Fairfax Business, 17 September 2015

New Zealand business leaders will to try get a handle on China’s stuttering economy at forums being held in Beijing and Shanghai next week.

More than 60 business, community and government leaders head to China on Sunday for the second annual New Zealand China Partnership Forum.

The forum is designed to improve New Zealand and China relationships in food, tourism, people and investment.

The event is co-hosted by the New Zealand China Council and the China Centre for International Economic Exchanges.

New Zealand China Council chairman Sir Don McKinnon said business leaders would be wanting to get a better handle on China’s slowing economy.

“I’m sure there’s going to be a lot of people asking a lot of questions,” McKinnon said.

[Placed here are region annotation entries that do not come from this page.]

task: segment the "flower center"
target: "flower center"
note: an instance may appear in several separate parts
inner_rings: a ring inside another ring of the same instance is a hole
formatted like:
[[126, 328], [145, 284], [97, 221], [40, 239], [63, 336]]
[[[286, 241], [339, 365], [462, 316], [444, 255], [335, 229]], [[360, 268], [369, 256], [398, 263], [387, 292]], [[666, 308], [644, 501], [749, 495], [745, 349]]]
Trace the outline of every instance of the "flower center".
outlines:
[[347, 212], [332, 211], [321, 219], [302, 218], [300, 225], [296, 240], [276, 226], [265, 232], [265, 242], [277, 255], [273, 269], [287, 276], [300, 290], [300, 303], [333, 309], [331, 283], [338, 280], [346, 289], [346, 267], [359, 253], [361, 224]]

The former deputy prime minister and minister of foreign affairs said businesses would want to know where the Chinese economy was heading, how it would affect them and what real Chinese economic growth was.

“By being there and talking to this range of people we will meet, I think it will give our people a better fingertip feel for what’s going on.”

Declining exports to China in 2015 resulted in the country slipping from New Zealand’s largest to second largest trading partner behind Australia.

Businesses paid their own way to get to China and included representatives from large law firms, ANZ, PWC, Fonterra and souvenirs company Aotea New Zealand.

Smaller companies which had not started exporting to China were also attending, McKinnon said.
Having the support of larger businesses which had experience dealing in China would help those smaller companies, he said.

“That gives them a bit of a comfort zone when they go there because they’re part of a wider group and get a feel for how things work before they take the big plunge themselves.”

Some business representatives may be going to the forum with the intention of attracting Chinese investment, he said.

“They could well be looking for equity investment. We always need foreign capital here.”

On Tuesday Shanghai Maling, a company partly owned by China’s largest food company, invested $261 million in meat processor Silver Fern Farms’ for a 50 per cent stake.

McKinnon said it was important to maintain the export momentum New Zealand had built since signing a free trade agreement with China in 2008.

“Although there has been some decline in exports to China over the past year, it has by far and away been our strongest export growth market since 2009.”

Economic Minister Steven Joyce and Associate Trade Minister Todd McClay would also be attending the forum.

McKinnon said the delegation would visit Beijing for political purposes followed by Shanghai for economic and commercial purposes.